Theo Francken a été nommé ministre à l’Asile et l’Immigration, faut-il s’en réjouir? Certes, je ne connais pas trop le gaillard, dont on dit qu’il rêve toujours d’une Flandre indépendante, alors qu’il vient pourtant de prêter serment en jurant fidélité au Roi et à la Constitution.

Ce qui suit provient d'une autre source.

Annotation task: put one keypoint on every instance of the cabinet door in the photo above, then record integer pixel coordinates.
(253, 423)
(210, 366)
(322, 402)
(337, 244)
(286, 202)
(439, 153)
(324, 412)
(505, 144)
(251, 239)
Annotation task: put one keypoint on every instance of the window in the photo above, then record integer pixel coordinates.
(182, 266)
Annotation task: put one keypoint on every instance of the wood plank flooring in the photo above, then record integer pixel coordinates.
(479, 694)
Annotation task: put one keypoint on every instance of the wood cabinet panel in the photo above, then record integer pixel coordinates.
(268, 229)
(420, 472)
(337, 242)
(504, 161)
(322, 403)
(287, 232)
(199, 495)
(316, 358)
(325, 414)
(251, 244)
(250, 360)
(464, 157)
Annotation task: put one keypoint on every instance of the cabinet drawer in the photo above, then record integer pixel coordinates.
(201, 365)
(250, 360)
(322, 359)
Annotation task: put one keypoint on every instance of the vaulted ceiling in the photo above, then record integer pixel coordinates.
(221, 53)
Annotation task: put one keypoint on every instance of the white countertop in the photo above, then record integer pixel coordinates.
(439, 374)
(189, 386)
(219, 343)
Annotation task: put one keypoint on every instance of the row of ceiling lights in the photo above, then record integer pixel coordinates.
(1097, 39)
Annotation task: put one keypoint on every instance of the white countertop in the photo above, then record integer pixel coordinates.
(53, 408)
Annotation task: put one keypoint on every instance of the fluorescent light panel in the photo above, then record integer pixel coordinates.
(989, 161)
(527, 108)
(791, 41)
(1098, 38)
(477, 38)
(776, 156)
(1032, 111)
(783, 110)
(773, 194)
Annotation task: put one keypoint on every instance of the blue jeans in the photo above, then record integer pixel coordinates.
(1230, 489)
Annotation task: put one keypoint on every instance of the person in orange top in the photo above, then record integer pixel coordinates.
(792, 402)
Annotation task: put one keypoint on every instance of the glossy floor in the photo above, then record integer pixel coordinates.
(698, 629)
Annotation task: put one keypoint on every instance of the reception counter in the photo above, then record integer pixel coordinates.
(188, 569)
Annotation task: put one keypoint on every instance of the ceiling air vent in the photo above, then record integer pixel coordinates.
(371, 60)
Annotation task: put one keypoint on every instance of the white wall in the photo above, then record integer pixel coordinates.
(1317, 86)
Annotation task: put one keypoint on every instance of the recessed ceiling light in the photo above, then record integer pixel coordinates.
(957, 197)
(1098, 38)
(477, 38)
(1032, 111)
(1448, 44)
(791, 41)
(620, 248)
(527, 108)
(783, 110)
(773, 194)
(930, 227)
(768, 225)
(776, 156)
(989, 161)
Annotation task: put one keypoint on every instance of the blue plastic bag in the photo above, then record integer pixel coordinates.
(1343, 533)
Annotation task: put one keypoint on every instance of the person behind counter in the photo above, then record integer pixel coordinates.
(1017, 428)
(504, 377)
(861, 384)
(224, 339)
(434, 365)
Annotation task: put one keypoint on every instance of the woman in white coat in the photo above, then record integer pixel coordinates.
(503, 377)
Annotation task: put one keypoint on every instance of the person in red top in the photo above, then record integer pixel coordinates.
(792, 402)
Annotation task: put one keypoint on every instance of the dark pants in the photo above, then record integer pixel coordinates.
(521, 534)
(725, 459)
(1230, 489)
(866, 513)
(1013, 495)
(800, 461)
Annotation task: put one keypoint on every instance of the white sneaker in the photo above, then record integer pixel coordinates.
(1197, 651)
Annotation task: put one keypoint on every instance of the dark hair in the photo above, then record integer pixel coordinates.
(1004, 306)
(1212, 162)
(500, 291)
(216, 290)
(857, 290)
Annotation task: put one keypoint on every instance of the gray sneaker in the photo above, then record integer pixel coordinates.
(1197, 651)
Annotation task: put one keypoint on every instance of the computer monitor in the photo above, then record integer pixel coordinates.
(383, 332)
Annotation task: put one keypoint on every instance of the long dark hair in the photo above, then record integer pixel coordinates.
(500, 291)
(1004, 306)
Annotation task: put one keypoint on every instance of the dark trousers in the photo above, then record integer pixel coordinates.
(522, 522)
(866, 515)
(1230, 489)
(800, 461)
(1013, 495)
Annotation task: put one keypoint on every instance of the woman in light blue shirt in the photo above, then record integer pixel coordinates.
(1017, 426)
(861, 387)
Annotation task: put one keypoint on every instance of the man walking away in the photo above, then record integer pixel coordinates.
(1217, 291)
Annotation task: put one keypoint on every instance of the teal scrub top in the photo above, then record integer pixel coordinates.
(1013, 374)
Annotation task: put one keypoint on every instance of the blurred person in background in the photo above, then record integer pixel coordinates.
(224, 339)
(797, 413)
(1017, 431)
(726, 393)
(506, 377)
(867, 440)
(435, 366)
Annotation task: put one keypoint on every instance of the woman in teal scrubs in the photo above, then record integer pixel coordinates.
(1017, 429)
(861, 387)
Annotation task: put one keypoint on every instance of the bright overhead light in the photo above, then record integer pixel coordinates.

Or donc, naguère, Francken aimait déclarer « qu’un pays sans immigration est une idée horrible. L’immigration doit être une expérience positive, un enrichissement. Ce n’est pas le cas pour l’instant. Je n’aurais jamais pu être militant d’un parti (il parlait du Vlaams Belang) qui prône l’enfermement immédiat des demandeurs d’asile dans des centres fermés.»

C’est assez piquant de constater que ces déclarations, on imagine la main sur le cœur, étaient antérieures à cette intention affichée par la N-VA, le parti de Francken, qui, en avril dernier, manifestait sa volonté d’augmenter la capacité des centres fermés pour étrangers en situation irrégulière. Le parti nationaliste proposait même de louer des places dans un centre fermé de Rotterdam, Et c’est encore

Théo Francken, alors député, qui avait répété ces propositions de la N-VA lors d’un débat politique sur la VRT, dans l’émission De Zevende Dag. À l’adresse de Maggie De Block, qui défendait alors son bilan en matière d’immigration, et qui se réjouissait de constater que les retours volontaires avaient augmenté de plus de 40%, Francken estimait que «la politique de retour a échoué ». «À terme, nous pouvons construire un nouveau centre fermé», avait-il ajouté. Et donc, voilà ce que compte sans doute faire le frais émoulu ministre. Qui n’en sera donc pas à une contradiction près. Oui, mais c’est aussi cela la politique.